Не обращая на нас внимания, он прошел прямо к Ивон, взял ее за руку и тихо сказал:
— Я должен извиниться перед вами. Та статья в газете по поводу моего ухода от вас и из «Кинетик» была ужасной. Хуже того, это просто был дурной тон. Я вам очень обязан.
Ивон предпочла промолчать, но я не выдержала:
— Тогда зачем же вы сделали такое резкое заявление?
— Это было интервью по телефону, — объяснил он. — Я не видел человека, задававшего мне вопросы. Это был просто отвлеченный голос… Я был сбит с толку и наговорил всякого. Мне правда очень жаль.
В его голосе было такое раскаяние, что Ивон проговорила;
— Когда я прочла ее, я сказала миссис Гарланд, что вы просто мальчик-неврастеник, который бьет своих родителей.
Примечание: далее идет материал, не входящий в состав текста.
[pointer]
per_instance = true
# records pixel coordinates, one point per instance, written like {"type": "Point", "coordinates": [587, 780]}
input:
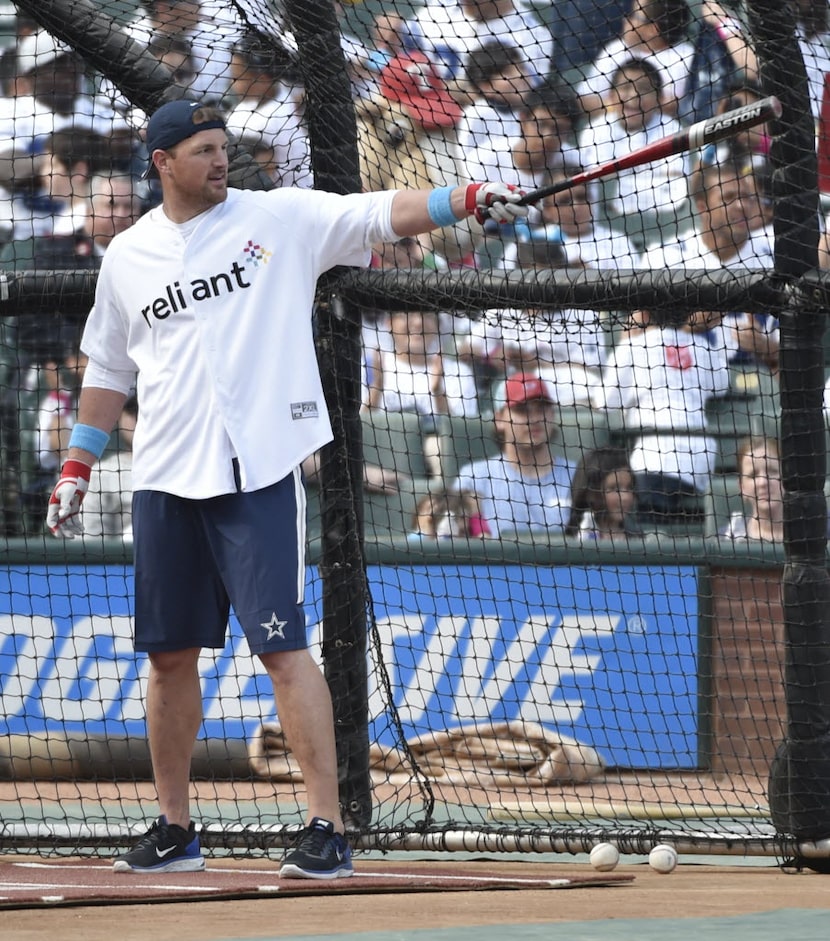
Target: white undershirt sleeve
{"type": "Point", "coordinates": [101, 377]}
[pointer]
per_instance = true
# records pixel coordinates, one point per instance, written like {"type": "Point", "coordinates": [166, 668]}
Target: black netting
{"type": "Point", "coordinates": [575, 456]}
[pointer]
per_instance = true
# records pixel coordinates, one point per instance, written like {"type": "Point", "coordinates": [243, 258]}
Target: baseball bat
{"type": "Point", "coordinates": [708, 131]}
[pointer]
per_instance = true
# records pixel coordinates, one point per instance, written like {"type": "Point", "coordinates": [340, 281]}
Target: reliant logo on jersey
{"type": "Point", "coordinates": [176, 297]}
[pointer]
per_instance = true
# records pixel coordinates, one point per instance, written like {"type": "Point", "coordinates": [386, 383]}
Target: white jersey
{"type": "Point", "coordinates": [215, 317]}
{"type": "Point", "coordinates": [674, 63]}
{"type": "Point", "coordinates": [661, 377]}
{"type": "Point", "coordinates": [510, 501]}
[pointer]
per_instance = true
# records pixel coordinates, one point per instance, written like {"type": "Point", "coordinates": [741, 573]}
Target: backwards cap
{"type": "Point", "coordinates": [176, 121]}
{"type": "Point", "coordinates": [521, 388]}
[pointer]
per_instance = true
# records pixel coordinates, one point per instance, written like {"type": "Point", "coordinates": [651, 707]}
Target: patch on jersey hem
{"type": "Point", "coordinates": [303, 410]}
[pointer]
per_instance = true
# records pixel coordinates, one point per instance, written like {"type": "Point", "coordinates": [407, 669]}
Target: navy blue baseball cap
{"type": "Point", "coordinates": [176, 121]}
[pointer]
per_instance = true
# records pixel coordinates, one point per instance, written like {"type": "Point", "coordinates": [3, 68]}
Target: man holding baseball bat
{"type": "Point", "coordinates": [208, 301]}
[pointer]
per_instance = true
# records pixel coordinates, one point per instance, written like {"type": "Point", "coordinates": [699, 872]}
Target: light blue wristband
{"type": "Point", "coordinates": [439, 207]}
{"type": "Point", "coordinates": [89, 438]}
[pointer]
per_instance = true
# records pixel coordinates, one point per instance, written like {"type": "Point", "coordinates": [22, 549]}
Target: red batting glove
{"type": "Point", "coordinates": [63, 516]}
{"type": "Point", "coordinates": [499, 201]}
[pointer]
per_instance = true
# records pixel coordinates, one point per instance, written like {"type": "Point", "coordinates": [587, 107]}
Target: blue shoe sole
{"type": "Point", "coordinates": [192, 864]}
{"type": "Point", "coordinates": [290, 871]}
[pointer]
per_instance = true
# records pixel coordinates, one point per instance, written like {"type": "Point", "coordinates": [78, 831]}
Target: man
{"type": "Point", "coordinates": [268, 117]}
{"type": "Point", "coordinates": [209, 298]}
{"type": "Point", "coordinates": [732, 230]}
{"type": "Point", "coordinates": [525, 487]}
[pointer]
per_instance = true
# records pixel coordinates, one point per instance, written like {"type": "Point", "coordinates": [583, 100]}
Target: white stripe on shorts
{"type": "Point", "coordinates": [300, 500]}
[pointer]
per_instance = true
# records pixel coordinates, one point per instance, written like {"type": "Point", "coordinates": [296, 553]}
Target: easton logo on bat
{"type": "Point", "coordinates": [736, 118]}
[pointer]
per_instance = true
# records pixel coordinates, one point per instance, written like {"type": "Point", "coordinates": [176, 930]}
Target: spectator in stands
{"type": "Point", "coordinates": [525, 487]}
{"type": "Point", "coordinates": [268, 117]}
{"type": "Point", "coordinates": [723, 58]}
{"type": "Point", "coordinates": [813, 31]}
{"type": "Point", "coordinates": [174, 52]}
{"type": "Point", "coordinates": [653, 30]}
{"type": "Point", "coordinates": [209, 34]}
{"type": "Point", "coordinates": [649, 202]}
{"type": "Point", "coordinates": [731, 229]}
{"type": "Point", "coordinates": [388, 37]}
{"type": "Point", "coordinates": [55, 382]}
{"type": "Point", "coordinates": [113, 205]}
{"type": "Point", "coordinates": [108, 505]}
{"type": "Point", "coordinates": [499, 83]}
{"type": "Point", "coordinates": [416, 375]}
{"type": "Point", "coordinates": [603, 497]}
{"type": "Point", "coordinates": [450, 32]}
{"type": "Point", "coordinates": [759, 469]}
{"type": "Point", "coordinates": [445, 514]}
{"type": "Point", "coordinates": [50, 98]}
{"type": "Point", "coordinates": [409, 133]}
{"type": "Point", "coordinates": [55, 203]}
{"type": "Point", "coordinates": [660, 376]}
{"type": "Point", "coordinates": [548, 118]}
{"type": "Point", "coordinates": [568, 344]}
Это тоже было неучтиво с моей стороны, поэтому мне остается только принять ваши извинения.
Мир был восстановлен.
Когда Карл занял свое место рядом с Ивон, мне бросилась в глаза реакция Йодера на такое проявление чувств. Он поднял брови, словно говоря: «Не думаю, чтобы я мог сказать такое на людях». А я подумала: «Что мне действительно хотелось бы услышать, так это объяснение Карла по поводу его дикой рецензии на „Каменные стены“.»
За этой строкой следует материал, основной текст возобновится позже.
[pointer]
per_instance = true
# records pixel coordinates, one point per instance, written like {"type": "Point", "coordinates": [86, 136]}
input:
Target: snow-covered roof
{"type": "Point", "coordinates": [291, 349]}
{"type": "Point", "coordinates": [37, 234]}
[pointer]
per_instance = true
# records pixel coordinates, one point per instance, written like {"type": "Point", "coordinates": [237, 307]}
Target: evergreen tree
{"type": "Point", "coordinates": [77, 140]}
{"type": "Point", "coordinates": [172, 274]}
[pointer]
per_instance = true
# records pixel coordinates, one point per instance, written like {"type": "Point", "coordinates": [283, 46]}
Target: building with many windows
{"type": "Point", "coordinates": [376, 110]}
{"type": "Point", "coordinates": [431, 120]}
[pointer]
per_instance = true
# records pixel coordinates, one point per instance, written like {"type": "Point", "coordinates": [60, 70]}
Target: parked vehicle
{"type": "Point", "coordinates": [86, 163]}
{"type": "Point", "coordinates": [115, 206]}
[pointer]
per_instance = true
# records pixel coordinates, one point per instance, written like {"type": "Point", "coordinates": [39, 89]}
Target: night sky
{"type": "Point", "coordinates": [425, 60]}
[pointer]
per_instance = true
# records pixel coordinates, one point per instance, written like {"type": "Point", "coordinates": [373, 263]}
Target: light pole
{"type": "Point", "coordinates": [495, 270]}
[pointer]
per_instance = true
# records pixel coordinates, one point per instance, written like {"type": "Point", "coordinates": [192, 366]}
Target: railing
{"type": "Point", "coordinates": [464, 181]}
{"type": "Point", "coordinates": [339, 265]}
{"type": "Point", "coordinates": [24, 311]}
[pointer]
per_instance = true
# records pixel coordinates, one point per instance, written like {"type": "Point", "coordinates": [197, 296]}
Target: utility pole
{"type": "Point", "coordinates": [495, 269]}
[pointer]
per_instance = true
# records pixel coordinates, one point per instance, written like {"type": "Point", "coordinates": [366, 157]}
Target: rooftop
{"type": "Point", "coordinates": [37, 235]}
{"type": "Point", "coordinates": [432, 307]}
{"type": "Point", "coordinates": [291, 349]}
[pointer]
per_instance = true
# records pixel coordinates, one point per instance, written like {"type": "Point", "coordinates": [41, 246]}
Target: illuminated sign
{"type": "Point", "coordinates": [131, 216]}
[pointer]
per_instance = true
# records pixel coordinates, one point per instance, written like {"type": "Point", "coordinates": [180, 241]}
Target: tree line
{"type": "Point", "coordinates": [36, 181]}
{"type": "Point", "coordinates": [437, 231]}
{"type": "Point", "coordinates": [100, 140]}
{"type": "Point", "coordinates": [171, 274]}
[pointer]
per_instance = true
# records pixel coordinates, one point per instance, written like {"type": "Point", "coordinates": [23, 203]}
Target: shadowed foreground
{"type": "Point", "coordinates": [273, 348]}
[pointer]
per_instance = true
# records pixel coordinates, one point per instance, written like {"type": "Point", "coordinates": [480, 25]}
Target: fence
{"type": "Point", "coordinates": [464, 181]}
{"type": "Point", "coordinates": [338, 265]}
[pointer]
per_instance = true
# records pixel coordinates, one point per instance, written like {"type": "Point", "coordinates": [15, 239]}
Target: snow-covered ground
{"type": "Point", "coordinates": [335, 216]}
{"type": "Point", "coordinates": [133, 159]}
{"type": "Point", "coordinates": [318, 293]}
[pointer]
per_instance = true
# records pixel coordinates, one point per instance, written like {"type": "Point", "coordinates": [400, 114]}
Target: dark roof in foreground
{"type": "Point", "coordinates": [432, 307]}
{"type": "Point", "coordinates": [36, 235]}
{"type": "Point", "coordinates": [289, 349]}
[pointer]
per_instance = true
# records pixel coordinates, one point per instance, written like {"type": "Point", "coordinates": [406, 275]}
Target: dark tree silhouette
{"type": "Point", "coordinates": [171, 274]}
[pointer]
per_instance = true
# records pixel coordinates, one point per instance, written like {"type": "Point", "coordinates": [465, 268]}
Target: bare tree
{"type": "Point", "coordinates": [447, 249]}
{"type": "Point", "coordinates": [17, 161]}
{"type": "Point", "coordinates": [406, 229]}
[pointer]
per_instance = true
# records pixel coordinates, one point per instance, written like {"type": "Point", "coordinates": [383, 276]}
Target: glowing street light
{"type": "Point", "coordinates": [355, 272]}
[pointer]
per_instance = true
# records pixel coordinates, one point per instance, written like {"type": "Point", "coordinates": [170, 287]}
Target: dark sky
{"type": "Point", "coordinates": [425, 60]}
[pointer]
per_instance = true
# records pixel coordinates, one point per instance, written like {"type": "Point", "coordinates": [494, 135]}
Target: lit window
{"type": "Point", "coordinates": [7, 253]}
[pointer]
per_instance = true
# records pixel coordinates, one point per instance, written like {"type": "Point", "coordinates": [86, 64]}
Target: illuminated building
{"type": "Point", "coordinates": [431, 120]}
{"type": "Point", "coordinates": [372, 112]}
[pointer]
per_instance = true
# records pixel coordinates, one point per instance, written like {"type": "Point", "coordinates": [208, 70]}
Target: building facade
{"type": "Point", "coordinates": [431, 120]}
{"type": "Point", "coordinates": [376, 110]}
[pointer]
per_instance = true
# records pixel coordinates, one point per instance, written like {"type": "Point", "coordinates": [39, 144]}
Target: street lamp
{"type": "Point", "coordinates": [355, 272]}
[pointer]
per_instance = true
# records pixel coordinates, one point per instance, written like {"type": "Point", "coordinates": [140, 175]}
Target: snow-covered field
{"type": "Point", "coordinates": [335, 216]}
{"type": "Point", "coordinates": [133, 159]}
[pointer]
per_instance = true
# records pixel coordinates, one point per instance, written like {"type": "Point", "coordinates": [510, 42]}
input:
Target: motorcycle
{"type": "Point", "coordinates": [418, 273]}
Перед тем как подали закуски, Ивон произнесла трогательную речь:
— Как странно, что в Дрездене я нашла четверых своих главных писателей. — И она перечислила их, включая Стрейберта, которого она назвала последним, лукаво добавив: — Полагаю, что теперь надо говорить «троих», потому что недавно я, похоже, лишилась одного из них. — И, прежде чем кто-либо успел что-то вставить по этому поводу, она продолжила: — Кому-то может показаться преждевременным причисление Дженни Соркин к разряду главных писателей, поскольку публика еще не видела ее книги, но зато ее видели четверо сидящих в этом зале, и мы знаем, что победа будет за ней. Предлагаю выпить за прозаика, который вот-вот должен родиться. За Дженни Соркин!
Тогда Эмма спросила:
— Как вы можете говорить «вот-вот должен родиться», если у нее уже закончена книга?
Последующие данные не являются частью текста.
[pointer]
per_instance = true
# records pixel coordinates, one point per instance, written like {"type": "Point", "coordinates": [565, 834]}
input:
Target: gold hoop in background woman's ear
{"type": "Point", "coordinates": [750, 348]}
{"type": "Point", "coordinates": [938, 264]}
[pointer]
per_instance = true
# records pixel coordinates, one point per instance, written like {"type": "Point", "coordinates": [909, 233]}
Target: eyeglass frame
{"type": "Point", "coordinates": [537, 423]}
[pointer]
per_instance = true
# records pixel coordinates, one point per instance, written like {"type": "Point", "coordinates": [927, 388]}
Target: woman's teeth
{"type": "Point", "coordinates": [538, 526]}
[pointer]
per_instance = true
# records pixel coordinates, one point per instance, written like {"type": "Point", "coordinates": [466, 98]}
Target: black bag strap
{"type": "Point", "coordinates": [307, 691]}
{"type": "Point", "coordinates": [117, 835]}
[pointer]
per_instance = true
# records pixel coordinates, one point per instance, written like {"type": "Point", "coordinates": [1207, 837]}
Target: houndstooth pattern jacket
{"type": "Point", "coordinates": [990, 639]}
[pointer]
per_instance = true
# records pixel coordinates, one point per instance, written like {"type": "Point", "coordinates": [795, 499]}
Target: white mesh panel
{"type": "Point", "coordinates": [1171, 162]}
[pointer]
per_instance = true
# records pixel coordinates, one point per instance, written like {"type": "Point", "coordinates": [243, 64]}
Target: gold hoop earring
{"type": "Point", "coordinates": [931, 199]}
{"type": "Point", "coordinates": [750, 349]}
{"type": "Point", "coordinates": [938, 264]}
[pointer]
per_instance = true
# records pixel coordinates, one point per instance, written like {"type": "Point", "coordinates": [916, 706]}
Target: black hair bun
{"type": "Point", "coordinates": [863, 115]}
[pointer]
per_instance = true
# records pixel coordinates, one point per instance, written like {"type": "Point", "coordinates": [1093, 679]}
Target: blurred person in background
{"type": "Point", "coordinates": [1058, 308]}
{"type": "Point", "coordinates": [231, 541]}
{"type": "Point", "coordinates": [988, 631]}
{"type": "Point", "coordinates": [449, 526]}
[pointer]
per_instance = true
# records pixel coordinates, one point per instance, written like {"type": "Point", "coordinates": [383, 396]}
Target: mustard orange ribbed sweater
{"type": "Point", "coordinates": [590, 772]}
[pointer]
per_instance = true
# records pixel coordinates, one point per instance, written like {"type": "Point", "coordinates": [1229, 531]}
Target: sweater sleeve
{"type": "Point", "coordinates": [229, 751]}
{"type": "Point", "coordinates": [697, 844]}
— Для нас она не закончена до тех пор, пока не издана, — ответила Ивон.
— Интересный подход, — заметила Эмма. — Мы с Лукасом знаем профессора в Мекленберге, который может написать про немецкую Пенсильванию гораздо лучше Лукаса. Но он никогда не сможет сесть и довести книгу до конца — такой уж он непоседа, — и получается, что он никогда не станет писателем.
Я обратила внимание, что Ивон как-то странно отвела взгляд в сторону.
Три официанта принесли гору тарелок с мясом, и все приступили к трапезе, с особенно завидным аппетитом ела миссис Цолликоффер, да и муж ее не отставал. В разгар пиршества пришла официантка и сообщила, что миссис Мармелл просят к телефону. Уходя, Ивон подмигнула Цолликофферам и пожелала им удачи, незаметно подав им знак стиснутыми вместе руками.